Já houveram outras análises também, numa delas alguém disse que meu repertório é limitado, nenhum jornal publicaria colunas sobre chimarrão toda semana. Mas acontece que de onde venho existe uma superstição quase divina sobre o momento da vida em que un pibe pasa a tomar solito sus mates. De onde venho, é nesse momento em que o amargo da vida se escancara tal qual um mate pura folha. E veja, querido leitor, o amargo da vida não é sobre angústias, tristezas e dores se não antes sobre como sustentar corajosamente de peito aberto o gosto completamente inteiro das coisas.
É agridoce porque há um ponto em que a varanda da casa verde do meu pai se esvazia, as vozes cessam e o que resta é o peso amargo de tudo que há para sentir. É nesse ponto em que a gente se encontra consigo mesmo, sem o alívio da conversa, sem o intervalo entre uma mão e outra. É ali que o mate, antes compartilhado, deixa de ser coletivo e passa a ser íntimo e intransferível. É nesse momento em que a vida bate à porta e senta contigo numa tarde de chuva onde os únicos sons que se podem ouvir são o ronco da cuia e do céu e, vez ou outra, o choro desesperado de quem espera por aquilo que nunca mais voltará.
Talvez seja por isso que escrevo de forma quase divina sobre algo tão trivial na minha terra, querido leitor. Peço as mais sinceras desculpas se minha escrita não circula leve, se ela permanece, insiste, arde. Se carrega esse gosto que desce rasgando as paredes do estômago, que vez ou outra aquece, pesa, mas nunca fica completamente doce. Há um certo prazer em encontrar a palavra exata, como quem acerta a temperatura da água, mas há também algo de inevitavelmente amargo em tudo que crio coragem de escrever com verdade para que tu leias agora.
E se meu repertório parece limitado, talvez seja porque eu ainda esteja sentada na mesma cadeira de madeira com estofado vermelho na varanda em que aprendi a tomar meus mates, repetindo o gesto de preparar o velho porongo com a erva para receber a água, tentando entender, a cada gole, o que exatamente significa crescer. Porque crescer, afinal, deve ser aprender a sustentar sozinha aquilo que antes era partilhado, é aceitar que certas coisas realmente perdem a ternura no caminho, com todos os estilhaços da vida e, ainda assim, seguem sendo inteiras e absolutamente nossas.
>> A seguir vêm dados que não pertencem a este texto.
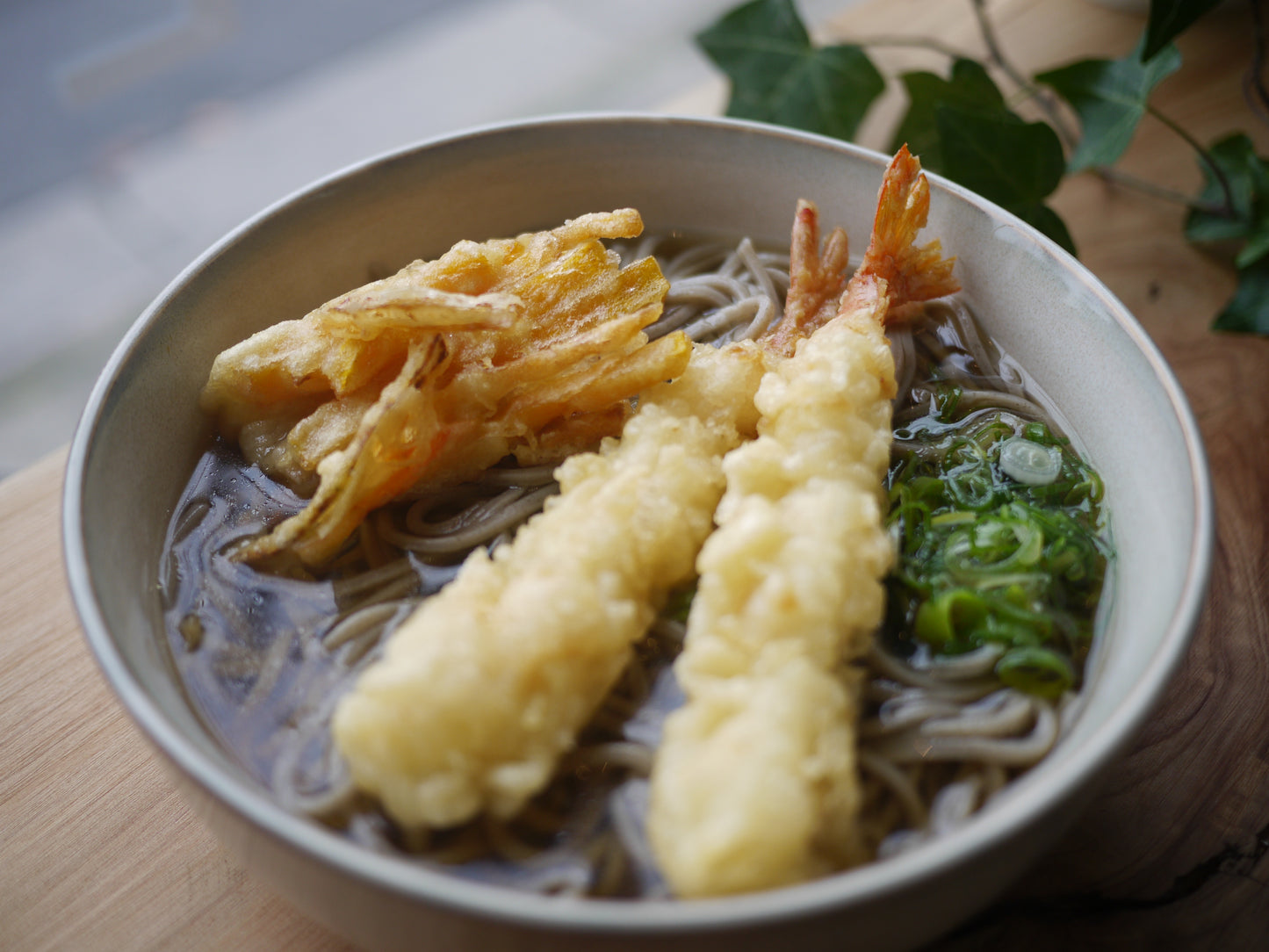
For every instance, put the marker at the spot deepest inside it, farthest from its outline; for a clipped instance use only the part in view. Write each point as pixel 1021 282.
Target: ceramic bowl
pixel 142 433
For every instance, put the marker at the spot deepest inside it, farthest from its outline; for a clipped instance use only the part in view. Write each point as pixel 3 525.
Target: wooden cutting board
pixel 97 852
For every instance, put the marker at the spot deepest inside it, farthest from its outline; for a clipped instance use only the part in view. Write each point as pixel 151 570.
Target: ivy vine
pixel 964 127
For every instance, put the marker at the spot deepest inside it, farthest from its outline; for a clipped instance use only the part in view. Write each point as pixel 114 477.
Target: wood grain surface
pixel 97 852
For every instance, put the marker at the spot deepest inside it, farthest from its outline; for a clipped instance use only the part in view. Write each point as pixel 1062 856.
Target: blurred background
pixel 133 133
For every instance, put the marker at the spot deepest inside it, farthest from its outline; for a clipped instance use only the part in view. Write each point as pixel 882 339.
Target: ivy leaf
pixel 779 76
pixel 1248 311
pixel 1248 220
pixel 969 87
pixel 1169 19
pixel 1109 97
pixel 1012 162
Veja, querido leitor, talvez exista de fato uma espécie de ritual silencioso nisso de sentar sozinha para matear, algo que não se aprende com ninguém, mas que se repete como herança de um velho ervateiro que se foi cedo demais. E assim como o primeiro mate tomado sozinha não vem com aviso, a escrita também não pede licença; quando a gente menos espera, já está ali, sustentando o calor da água nas mãos e o peso das próprias palavras... no peito.